State suspends ‘safe yield’ water policy
November 23, 2009State officials have suspended a “safe yield” interpretation and determinations of the Water Management Act following the resignation of four conservation groups from the Water Management Act Advisory Committee in October.
Officials announced that a new “safe yield” water policy would take into account the ecological health of river systems.
The Department of Environmental Protection announced that it will work with stakeholders, including the MMA, to quickly develop an interim safe yield determination based on this interpretation and will use the interpretation in WMA permitting on a short-term basis.
At issue is a cornerstone of the 1986 Water Management Act, a requirement that the state determine the “safe yield” of river basins. This threshold was long considered by state officials and environmentalists to be the amount of water that can safely be taken from a waterway during a drought while protecting fish and other river life. The state spent years attempting to come up with a formula to calculate safe-yield amounts for the state’s 27 watershed basins.
Faced with lawsuits over the safe yield definition, state environmental officials issued a formal definition in October, describing safe yield as the amount of water present during a drought year in each of the state’s 27 watershed basins.
In addition to developing an interim safe yield determination, the DEP will also establish a schedule for developing a long-term safe yield methodology and will attempt to complete final safe yield determinations within a year for the rest of the river basins in the state.

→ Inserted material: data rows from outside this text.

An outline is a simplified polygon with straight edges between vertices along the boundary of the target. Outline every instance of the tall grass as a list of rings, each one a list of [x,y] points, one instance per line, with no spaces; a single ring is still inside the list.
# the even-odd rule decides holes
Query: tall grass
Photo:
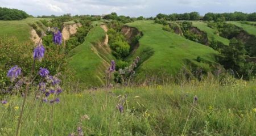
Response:
[[[256,81],[227,83],[208,79],[113,88],[108,106],[104,89],[63,94],[54,107],[53,135],[76,133],[79,126],[85,135],[256,135]],[[51,106],[39,108],[34,96],[27,97],[20,135],[47,135]],[[15,107],[20,107],[22,98],[6,97],[9,103],[0,104],[0,135],[13,135],[20,109]],[[121,101],[123,113],[116,108]]]

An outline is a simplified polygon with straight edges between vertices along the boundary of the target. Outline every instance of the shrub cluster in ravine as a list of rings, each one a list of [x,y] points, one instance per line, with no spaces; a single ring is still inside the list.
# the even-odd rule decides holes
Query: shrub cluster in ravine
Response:
[[[25,11],[0,7],[0,20],[15,20],[26,19],[29,15]]]
[[[113,50],[113,54],[119,59],[127,57],[130,53],[130,45],[123,35],[113,28],[109,29],[108,35],[109,44]]]

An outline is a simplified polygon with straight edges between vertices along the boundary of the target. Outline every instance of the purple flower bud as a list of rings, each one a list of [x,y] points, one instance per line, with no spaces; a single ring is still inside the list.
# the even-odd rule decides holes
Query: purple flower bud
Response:
[[[112,60],[111,61],[111,66],[109,67],[109,71],[110,71],[110,72],[113,72],[113,71],[115,71],[115,61],[114,60]]]
[[[44,99],[43,99],[43,101],[47,103],[47,102],[48,101],[47,98],[46,98],[46,97],[44,98]]]
[[[46,49],[42,44],[40,44],[36,46],[34,50],[33,57],[34,59],[41,60],[44,56]]]
[[[49,93],[51,94],[53,94],[55,92],[55,91],[54,90],[51,89],[49,91]]]
[[[193,104],[196,104],[197,103],[197,100],[198,100],[198,97],[197,97],[197,96],[196,95],[194,97],[193,103]]]
[[[11,68],[9,71],[8,71],[8,73],[7,76],[10,78],[11,81],[13,82],[15,79],[16,79],[19,75],[22,74],[21,69],[18,67],[17,65]]]
[[[117,108],[118,109],[118,110],[120,112],[120,113],[123,113],[123,106],[122,105],[118,104],[117,105]]]
[[[3,104],[6,104],[7,103],[7,100],[2,100],[2,101],[1,101],[1,103]]]
[[[59,98],[55,99],[55,102],[56,102],[57,103],[60,103],[60,99]]]
[[[44,92],[46,91],[46,84],[44,82],[39,83],[39,90]]]
[[[39,75],[42,77],[46,77],[49,75],[49,72],[47,69],[40,67]]]
[[[54,85],[60,83],[60,80],[59,78],[57,78],[57,77],[56,77],[55,76],[54,76],[52,78],[52,85],[54,86]]]
[[[57,88],[57,95],[59,95],[61,92],[62,92],[62,90],[60,87],[59,87],[58,88]]]
[[[49,95],[50,95],[50,93],[49,92],[46,92],[46,94],[45,94],[46,97],[48,97]]]
[[[61,45],[62,43],[62,34],[60,31],[53,33],[53,41],[55,44]]]

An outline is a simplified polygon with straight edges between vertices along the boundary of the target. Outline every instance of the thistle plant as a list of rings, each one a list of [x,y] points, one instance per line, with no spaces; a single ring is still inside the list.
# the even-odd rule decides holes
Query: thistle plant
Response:
[[[56,45],[60,45],[62,43],[62,34],[60,33],[60,31],[55,29],[55,32],[53,33],[53,42]],[[42,35],[43,36],[44,35]],[[27,97],[28,91],[30,88],[30,86],[35,80],[38,75],[42,78],[41,82],[40,82],[39,84],[38,90],[41,91],[41,94],[42,96],[42,101],[47,102],[47,98],[51,96],[51,99],[49,101],[51,104],[52,104],[52,111],[51,116],[51,122],[50,126],[52,128],[53,118],[53,108],[54,103],[59,103],[60,99],[57,97],[58,95],[62,92],[62,90],[59,86],[60,80],[57,78],[57,76],[51,76],[49,75],[49,71],[47,69],[40,67],[38,73],[35,73],[35,63],[36,61],[41,62],[42,59],[44,56],[44,53],[46,49],[42,44],[42,38],[41,37],[39,41],[38,42],[37,46],[35,48],[33,53],[33,63],[32,64],[32,68],[30,73],[27,77],[20,77],[22,76],[22,69],[19,67],[18,65],[15,65],[11,67],[7,73],[7,76],[10,78],[10,80],[12,82],[16,82],[14,87],[18,88],[19,87],[22,86],[23,84],[26,84],[26,89],[23,95],[23,100],[22,102],[21,110],[19,114],[18,122],[17,124],[17,128],[16,130],[16,135],[19,135],[19,130],[20,128],[20,124],[23,114],[24,105],[26,103],[26,100]],[[49,85],[50,84],[50,85]],[[35,92],[35,97],[37,96],[38,92]],[[44,95],[43,96],[43,95]],[[7,103],[7,101],[3,100],[1,103],[5,104]],[[52,135],[52,129],[51,129],[49,132],[49,135]]]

The new long-term safe yield methodology will be promulgated as a regulation under the Water Management Act and pursuant to Chapter 30A, with the intent that it be applicable to all new permits immediately and to all existing permits, including permits issued during the interim period, no later than the next five-year review period for each permit.
On Dec. 9, Lucy Edmondson, the DEP’s deputy commissioner for policy and planning, is scheduled to attend a meeting of the MMA’s Policy Committee on Energy and the Environment to discuss the administration’s efforts to reform the Water Management Act, including interim and new long-term safe yield methodology.